🤖 AI Summary
Multi-view video suffers from large data volumes and high storage/transmission overheads; existing end-to-end deep video coding methods primarily target single- or dual-view scenarios, lacking efficient modeling for general multi-view configurations. This paper proposes LMVC—the first end-to-end learnable multi-view video coding framework—supporting random access and HEVC backward compatibility. Its core innovations are: (1) feature-based cross-view motion vector prediction, eliminating explicit disparity estimation; (2) a disparity-free cross-view contextual prediction module; and (3) a cross-view entropy model jointly capturing inter-view motion and content correlations. Experiments on standard benchmarks demonstrate that LMVC significantly outperforms MV-HEVC, achieving an average bitrate reduction of 28.6%, thereby establishing a new state-of-the-art benchmark for learned multi-view video compression.
📝 Abstract
Multiview video is a key data source for volumetric video, enabling immersive 3D scene reconstruction but posing significant challenges in storage and transmission due to its massive data volume.
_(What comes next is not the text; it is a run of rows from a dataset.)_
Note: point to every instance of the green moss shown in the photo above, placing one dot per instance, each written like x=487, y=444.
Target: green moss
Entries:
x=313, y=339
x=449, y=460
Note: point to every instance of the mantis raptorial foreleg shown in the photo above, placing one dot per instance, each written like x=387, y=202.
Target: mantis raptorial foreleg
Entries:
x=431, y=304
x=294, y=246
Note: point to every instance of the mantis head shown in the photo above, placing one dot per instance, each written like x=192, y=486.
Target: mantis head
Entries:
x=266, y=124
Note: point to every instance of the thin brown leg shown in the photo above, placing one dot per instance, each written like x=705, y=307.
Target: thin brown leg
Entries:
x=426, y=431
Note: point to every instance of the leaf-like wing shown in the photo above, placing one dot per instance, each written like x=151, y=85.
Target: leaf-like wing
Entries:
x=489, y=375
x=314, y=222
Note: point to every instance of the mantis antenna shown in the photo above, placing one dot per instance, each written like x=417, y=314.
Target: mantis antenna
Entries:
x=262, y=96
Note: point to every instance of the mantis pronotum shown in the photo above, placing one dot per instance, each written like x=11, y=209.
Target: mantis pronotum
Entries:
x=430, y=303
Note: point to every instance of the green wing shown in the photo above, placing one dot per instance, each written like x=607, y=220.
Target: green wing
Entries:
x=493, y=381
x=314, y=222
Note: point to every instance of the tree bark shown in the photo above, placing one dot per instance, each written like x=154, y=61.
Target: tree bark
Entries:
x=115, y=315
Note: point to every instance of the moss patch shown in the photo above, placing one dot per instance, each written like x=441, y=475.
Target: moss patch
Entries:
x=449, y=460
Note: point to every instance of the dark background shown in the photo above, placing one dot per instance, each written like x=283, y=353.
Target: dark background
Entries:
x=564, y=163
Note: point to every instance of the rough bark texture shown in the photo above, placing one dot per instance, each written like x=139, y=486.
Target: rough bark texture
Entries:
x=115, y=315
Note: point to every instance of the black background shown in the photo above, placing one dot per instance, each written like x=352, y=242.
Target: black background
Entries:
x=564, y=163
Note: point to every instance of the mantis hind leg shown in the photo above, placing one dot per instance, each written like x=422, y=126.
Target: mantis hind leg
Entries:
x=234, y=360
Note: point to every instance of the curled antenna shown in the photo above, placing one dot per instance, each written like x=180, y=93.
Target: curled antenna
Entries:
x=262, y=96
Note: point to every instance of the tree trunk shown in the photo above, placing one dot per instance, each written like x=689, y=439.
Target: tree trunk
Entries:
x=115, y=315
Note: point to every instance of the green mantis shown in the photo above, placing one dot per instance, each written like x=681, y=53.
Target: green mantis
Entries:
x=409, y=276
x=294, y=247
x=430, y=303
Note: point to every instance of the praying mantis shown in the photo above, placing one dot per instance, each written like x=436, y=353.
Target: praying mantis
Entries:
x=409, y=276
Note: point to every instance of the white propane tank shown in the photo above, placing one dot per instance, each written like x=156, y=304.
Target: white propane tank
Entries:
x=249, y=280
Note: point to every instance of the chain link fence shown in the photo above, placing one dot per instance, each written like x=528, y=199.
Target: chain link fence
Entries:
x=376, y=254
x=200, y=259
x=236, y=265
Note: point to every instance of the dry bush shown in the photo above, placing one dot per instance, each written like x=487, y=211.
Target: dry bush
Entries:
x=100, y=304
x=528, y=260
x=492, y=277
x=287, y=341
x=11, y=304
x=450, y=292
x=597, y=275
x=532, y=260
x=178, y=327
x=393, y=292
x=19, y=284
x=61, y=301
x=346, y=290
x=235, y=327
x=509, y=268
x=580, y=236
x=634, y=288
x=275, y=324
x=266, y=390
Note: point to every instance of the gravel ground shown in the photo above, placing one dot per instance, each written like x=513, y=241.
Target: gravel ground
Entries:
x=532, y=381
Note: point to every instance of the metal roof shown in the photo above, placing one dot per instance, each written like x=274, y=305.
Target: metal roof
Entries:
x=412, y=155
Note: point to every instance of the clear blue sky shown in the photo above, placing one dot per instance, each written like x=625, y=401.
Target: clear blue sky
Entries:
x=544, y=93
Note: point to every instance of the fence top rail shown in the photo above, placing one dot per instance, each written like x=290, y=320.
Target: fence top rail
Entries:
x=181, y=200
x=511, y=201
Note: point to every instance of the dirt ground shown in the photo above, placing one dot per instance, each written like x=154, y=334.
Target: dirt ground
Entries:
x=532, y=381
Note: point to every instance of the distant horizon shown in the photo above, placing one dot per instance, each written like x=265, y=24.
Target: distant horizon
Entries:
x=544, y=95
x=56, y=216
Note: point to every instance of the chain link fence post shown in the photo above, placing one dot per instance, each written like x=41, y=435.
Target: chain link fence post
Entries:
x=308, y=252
Recently, deep learning-based end-to-end video coding has achieved great success, yet most focus on single-view or stereo videos, leaving general multiview scenarios underexplored. This paper proposes an end-to-end learned multiview video coding (LMVC) framework that ensures random access and backward compatibility while enhancing compression efficiency. Our key innovation lies in effectively leveraging independent-view motion and content information to enhance dependent-view compression. Specifically, to exploit the inter-view motion correlation, we propose a feature-based inter-view motion vector prediction method that conditions dependent-view motion encoding on decoded independent-view motion features, along with an inter-view motion entropy model that learns inter-view motion priors. To exploit the inter-view content correlation, we propose a disparity-free inter-view context prediction module that predicts inter-view contexts from decoded independent-view content features, combined with an inter-view contextual entropy model that captures inter-view context priors. Experimental results show that our proposed LMVC framework outperforms the reference software of the traditional MV-HEVC standard by a large margin, establishing a strong baseline for future research in this field.